He slides the phone back into his pocket and pulls me toward the elevator. “Because she isn’t at the casino, she’s under it. They have her.”

ChapterTwenty-Two

When your kid is in trouble, time stops. Everything in you focuses on one thing—doing whatever it takes to get her back. Right now I understand how those stories about mothers experiencing an adrenaline rush and lifting a car off their trapped children might be true. I’d burrow through a wall if I thought it would help right now. There is no morality. I have no boundaries. I will do anything to get her back.

We descend into the tunnels, and Jericho arrives with the car. Seven takes over behind the wheel and tells him to go home for the night, and then we’re racing toward the casino.

“What exactly did Alicia say to you?” I ask him.

“They have Arden and if we want her back, we both need to come to the mirror. This has to be about Rayrcore. I wouldn’t put it past Alicia to be one of the people working with my dad. She’s exactly the type of power-hungry tyrant he’d trust with something like this. I’m just not sure exactly what she wants from us.”

“That bitch is going to pay, Seven.”

“Yeah, she is.”

Seven is driving fast enough to make me nervous we’ll collide with something in the narrow passageways but not nearly fast enough for my taste.

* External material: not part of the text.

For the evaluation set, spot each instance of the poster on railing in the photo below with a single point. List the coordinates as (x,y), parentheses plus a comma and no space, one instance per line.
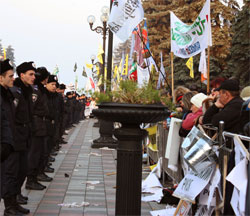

We arrive outside the tunnel, and I practically dive from the vehicle. I start running for the mirror, then realize I can’t get through the wards without Seven.

He’s right there behind me, his eyes glowing emerald, his luck growing larger by the second, like a great sleeping dragon waking and unraveling toward its enemy. We’ve reached the archway, and he doesn’t even pause. He grabs my hand and yanks me through.

The wards are a sharp prickle against my skin, and then we’re in that ancient room again, panting and slick with sweat. We’re not alone. Alicia Faust stands with the staff in one hand and a phone in the other. She holds it up to show me the screen, a picture of Arden and me with the penguins at the zoo several years ago. That’s Arden’s phone!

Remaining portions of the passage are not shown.